A Triplex Nested PCR for Diagnosis of Plasmodium, Babesia and Toxoplasma in Blood to Promote Safety of Blood Transfusion Samples.

Background: The risk of transmission of some infectious agents has always been an important life-threatening side effect of blood transfusion. The aim of this study was to develop a triplex nested Polymerase Chain Reaction (tnPCR) to assess the presence of protozoan parasites Plasmodium, Toxoplasma and Babesia in blood samples concurrently. The sensitivity, specificity, positive predictive value (PPV), negative predictive value (NPV) and accuracy of developed tnPCR method compared to gold standard methods were determined for all three parasite genera.
Methods: After selecting the genus level specific primers and setting up of tnPCR, blood samples were collected partially from Isfahan Blood Transfusion Organization (IBTO). Some different samples from human and animal were tested by this method in comparison with the gold standard methods (microscopic method for Plasmodium, Babesia and ELISA for Toxoplasma) in 2021.
Results: This tnPCR works well and the sensitivity, specificity, PPV, NPV and accuracy, of this molecular method were all 100% for Plasmodium spp., 93.33%, 99.16%, 93.33%, 99.16% and 99.25% for Babesia spp. and 100%,98.5%, 85.72%, 98.5% and 100% for Toxoplasma gondii respectively compared to standard methods. In average there were 100%, 99.22%, 95.24%, 99.5% and 99.75% contingency for all three parasites (α<0.05). The designed and provided method can detect one, two, or all three potentially dangerous pathogens simultaneously in one tube and one-step, in biological specimens as well as blood.
Conclusion: The developed tnPCR worked well. It could be recommended for facilitating test, saving time, reducing the expense and cross contamination, subsequently the promotion of blood transfusion safety.

Introduction

Blood transfusion is an important and crucial stage of patients’ care across almost all medical and surgical disciplines (1). Standard practices should include appropriate testing, selection of donors, blood donation screening, blood compatibility testing, issuance of blood bags in either routine or emergency situations, proper use of blood or return of required units after a problem, and reports of blood transfusion reactions. These are all key aspects that should be used in standard procedures (2).
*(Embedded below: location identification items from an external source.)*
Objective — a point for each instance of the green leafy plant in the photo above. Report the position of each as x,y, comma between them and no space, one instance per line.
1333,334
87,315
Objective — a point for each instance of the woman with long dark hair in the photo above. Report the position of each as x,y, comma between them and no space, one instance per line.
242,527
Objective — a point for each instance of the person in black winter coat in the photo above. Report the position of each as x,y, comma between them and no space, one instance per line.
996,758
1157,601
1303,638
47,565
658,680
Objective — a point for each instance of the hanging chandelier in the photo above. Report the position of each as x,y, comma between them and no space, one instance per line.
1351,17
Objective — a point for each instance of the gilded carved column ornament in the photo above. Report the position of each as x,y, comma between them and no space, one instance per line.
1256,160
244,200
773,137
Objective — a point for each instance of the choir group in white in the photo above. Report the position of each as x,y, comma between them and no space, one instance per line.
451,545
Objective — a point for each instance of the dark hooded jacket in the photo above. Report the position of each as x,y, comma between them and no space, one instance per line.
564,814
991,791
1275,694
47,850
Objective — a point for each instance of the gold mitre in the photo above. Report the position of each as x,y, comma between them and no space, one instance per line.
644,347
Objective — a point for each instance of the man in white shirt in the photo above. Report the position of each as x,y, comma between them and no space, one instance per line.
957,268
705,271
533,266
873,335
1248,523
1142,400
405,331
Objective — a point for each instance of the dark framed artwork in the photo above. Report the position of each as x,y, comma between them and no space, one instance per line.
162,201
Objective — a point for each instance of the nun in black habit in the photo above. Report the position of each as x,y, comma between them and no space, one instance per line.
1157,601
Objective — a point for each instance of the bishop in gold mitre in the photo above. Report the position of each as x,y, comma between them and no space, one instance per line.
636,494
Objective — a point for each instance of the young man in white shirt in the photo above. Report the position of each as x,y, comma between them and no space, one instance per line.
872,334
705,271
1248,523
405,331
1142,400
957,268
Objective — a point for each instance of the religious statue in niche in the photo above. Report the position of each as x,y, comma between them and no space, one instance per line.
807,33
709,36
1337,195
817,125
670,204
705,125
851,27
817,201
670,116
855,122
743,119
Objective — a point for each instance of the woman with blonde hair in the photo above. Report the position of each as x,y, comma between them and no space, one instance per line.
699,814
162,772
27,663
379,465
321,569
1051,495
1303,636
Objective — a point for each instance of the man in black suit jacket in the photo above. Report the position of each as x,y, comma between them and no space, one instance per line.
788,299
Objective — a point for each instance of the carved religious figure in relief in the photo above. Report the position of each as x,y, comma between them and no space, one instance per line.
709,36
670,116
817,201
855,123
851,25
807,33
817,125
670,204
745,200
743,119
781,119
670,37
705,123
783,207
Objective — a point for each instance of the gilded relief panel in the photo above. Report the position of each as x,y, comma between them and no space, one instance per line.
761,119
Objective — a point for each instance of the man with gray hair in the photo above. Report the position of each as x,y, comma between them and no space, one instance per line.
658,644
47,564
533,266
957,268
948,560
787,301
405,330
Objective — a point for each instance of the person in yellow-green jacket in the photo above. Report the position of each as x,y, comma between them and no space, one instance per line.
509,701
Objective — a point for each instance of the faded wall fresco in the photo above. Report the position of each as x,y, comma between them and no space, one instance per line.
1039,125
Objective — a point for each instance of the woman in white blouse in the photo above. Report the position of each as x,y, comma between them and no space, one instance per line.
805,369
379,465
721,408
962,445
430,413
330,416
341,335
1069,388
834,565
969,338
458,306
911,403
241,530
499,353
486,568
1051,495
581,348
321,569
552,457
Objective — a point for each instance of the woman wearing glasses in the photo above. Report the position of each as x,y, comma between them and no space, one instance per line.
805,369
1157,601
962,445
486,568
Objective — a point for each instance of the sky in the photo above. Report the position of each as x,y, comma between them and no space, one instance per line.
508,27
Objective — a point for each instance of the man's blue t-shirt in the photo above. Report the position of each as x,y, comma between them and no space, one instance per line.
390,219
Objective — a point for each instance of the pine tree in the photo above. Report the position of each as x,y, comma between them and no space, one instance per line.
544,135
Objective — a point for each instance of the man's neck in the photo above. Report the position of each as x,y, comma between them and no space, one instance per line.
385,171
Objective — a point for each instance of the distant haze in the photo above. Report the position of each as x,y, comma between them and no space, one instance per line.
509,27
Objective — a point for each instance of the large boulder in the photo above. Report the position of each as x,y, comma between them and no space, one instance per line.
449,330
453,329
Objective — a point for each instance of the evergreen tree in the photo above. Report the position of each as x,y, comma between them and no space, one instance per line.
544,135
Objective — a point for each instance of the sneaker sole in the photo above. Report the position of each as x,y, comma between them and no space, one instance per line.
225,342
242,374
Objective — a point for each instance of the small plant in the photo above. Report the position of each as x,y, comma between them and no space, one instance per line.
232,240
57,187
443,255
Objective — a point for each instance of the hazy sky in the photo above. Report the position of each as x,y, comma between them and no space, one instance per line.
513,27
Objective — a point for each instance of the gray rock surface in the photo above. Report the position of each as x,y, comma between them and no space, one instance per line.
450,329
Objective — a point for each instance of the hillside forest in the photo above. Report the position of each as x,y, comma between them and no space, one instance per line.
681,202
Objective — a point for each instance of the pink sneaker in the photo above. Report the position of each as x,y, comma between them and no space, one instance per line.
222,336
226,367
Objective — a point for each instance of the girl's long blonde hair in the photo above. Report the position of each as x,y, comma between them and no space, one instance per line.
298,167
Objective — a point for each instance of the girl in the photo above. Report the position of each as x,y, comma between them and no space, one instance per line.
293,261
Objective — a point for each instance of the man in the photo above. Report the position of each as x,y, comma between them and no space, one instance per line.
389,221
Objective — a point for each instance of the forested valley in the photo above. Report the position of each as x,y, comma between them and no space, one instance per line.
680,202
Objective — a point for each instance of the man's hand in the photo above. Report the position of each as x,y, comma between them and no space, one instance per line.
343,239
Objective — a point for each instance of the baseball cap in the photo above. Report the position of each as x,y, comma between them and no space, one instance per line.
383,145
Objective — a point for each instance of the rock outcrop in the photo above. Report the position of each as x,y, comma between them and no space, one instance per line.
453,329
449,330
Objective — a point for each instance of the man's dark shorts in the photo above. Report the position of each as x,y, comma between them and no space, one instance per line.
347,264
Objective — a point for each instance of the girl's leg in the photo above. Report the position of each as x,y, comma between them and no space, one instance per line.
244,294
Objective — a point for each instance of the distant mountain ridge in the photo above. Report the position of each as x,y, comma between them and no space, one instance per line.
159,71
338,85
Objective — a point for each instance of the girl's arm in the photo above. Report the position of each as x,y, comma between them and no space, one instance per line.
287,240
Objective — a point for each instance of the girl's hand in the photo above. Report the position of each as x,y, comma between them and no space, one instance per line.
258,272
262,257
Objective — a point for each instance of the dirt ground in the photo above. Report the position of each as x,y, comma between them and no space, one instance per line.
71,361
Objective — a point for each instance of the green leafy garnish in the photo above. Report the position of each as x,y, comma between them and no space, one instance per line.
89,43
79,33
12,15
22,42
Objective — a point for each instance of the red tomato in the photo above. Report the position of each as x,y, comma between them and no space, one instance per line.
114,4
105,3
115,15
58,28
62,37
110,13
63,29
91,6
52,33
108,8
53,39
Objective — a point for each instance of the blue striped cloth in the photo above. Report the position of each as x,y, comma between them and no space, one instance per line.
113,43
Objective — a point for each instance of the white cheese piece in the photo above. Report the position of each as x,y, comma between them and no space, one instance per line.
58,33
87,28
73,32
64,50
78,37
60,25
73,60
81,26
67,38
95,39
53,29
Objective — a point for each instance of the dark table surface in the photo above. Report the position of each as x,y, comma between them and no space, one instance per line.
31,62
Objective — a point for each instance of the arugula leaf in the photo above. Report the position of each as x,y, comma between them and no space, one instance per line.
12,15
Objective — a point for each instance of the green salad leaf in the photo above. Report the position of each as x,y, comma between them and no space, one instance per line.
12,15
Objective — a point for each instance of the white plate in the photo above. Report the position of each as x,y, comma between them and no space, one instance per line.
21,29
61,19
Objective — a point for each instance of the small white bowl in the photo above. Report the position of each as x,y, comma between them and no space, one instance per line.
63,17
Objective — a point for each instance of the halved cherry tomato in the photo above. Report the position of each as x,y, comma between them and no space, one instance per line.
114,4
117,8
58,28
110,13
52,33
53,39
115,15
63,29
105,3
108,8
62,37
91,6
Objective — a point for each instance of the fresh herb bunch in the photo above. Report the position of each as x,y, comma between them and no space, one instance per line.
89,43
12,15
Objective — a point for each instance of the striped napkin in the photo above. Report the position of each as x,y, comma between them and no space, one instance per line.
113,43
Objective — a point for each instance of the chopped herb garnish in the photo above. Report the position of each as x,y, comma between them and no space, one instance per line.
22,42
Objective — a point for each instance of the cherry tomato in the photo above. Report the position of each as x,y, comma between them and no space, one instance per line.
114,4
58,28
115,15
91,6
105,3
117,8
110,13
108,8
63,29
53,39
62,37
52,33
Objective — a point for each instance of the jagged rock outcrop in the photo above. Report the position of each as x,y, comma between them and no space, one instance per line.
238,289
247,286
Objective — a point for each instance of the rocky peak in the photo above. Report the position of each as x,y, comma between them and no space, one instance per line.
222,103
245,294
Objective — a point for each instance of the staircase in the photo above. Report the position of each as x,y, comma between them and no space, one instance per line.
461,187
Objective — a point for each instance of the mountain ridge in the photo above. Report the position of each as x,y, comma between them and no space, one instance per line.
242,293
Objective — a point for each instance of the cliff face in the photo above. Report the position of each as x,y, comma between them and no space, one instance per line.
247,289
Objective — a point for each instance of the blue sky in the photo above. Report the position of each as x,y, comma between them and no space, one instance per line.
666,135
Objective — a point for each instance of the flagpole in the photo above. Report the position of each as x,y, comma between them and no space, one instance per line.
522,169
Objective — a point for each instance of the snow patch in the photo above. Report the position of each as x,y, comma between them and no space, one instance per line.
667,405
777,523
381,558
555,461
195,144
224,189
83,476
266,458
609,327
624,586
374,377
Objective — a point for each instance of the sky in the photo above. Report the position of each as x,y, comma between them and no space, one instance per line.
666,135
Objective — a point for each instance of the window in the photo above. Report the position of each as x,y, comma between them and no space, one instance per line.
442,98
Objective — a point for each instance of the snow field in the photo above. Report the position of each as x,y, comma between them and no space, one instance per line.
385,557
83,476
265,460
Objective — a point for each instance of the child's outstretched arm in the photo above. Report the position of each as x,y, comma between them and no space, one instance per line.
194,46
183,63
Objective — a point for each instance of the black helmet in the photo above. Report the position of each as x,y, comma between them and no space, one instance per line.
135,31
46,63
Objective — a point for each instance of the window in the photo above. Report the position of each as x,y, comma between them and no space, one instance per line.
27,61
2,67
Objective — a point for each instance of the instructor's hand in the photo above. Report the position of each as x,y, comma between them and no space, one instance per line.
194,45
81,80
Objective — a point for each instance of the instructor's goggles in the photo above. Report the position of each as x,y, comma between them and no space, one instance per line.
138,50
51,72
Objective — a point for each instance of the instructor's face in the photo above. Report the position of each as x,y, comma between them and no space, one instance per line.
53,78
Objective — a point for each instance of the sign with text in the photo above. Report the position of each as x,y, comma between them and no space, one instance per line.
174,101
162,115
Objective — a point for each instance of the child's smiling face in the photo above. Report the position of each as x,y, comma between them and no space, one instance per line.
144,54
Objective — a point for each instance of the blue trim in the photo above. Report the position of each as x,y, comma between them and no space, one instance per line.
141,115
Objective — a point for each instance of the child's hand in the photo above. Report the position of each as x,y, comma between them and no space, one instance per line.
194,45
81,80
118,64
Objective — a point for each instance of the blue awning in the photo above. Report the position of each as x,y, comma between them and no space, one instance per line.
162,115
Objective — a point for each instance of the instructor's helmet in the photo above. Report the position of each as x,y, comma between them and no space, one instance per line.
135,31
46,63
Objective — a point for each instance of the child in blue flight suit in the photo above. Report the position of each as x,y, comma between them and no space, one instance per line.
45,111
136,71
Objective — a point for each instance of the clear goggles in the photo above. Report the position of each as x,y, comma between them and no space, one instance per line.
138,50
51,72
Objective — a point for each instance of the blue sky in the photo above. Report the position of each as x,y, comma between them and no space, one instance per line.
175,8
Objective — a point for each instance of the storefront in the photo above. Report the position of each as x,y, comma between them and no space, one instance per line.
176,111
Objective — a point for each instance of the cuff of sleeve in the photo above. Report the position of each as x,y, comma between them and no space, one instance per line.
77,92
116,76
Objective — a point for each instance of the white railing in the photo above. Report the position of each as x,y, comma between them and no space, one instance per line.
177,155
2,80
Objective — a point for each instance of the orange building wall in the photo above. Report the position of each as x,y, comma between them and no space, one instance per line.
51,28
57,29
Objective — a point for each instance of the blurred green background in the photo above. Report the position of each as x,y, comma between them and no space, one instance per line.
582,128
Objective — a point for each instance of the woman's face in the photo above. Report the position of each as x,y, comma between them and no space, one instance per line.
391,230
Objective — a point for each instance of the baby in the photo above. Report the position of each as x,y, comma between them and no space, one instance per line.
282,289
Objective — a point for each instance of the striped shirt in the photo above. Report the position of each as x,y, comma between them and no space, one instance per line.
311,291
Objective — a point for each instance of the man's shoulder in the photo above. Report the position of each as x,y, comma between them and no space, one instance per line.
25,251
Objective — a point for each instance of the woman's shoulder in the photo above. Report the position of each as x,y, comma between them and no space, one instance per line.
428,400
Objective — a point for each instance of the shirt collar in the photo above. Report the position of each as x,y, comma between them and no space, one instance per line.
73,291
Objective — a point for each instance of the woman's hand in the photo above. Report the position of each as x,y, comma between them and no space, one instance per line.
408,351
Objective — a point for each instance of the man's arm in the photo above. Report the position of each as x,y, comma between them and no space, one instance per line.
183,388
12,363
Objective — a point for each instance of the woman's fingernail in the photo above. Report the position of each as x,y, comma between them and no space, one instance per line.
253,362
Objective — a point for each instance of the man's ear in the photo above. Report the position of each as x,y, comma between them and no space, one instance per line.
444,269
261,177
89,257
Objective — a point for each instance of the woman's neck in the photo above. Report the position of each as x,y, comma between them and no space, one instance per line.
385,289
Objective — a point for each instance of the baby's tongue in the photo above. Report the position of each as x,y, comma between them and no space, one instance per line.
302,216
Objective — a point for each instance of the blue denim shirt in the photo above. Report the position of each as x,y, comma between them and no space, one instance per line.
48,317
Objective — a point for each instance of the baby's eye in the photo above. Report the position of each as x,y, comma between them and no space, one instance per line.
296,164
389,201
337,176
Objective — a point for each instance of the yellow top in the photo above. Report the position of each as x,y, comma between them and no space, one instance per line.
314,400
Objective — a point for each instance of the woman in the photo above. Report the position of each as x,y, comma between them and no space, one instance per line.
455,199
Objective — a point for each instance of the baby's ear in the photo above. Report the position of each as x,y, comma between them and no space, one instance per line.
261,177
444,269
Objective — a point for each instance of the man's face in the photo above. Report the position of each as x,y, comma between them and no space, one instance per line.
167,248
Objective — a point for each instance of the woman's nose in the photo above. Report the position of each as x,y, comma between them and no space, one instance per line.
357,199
Screening tests are performed for some known and important microbial agents in blood establishments as a common practice. In Iran, screening tests for hepatitis B and HIV virus, Treponema pallidum are performed on all blood donors according to IBTO standards. However, for various reasons, zero risk is not possible (3).

Blood transfusion is susceptible to infection with several dangerous infectious agents, including bacteria, viruses, parasites and fungi. In particular, any factor that may have an intracellular life cycle can be transmitted through blood transfusion.

The transmissibility of an organism depends on several factors ;(i) the presence of the organism in the blood during the infection, (ii) the carrier phase of the infection caused by the infection and (iii) the organism’s ability to survive in the stored blood (4).

Many parasitic diseases are transmitted through blood transfusions. Plasmodium is a major concern, while toxoplasmosis, babesiosis and visceral leishmaniasis also contribute to the same risk in different geographical areas (1, 3, 5).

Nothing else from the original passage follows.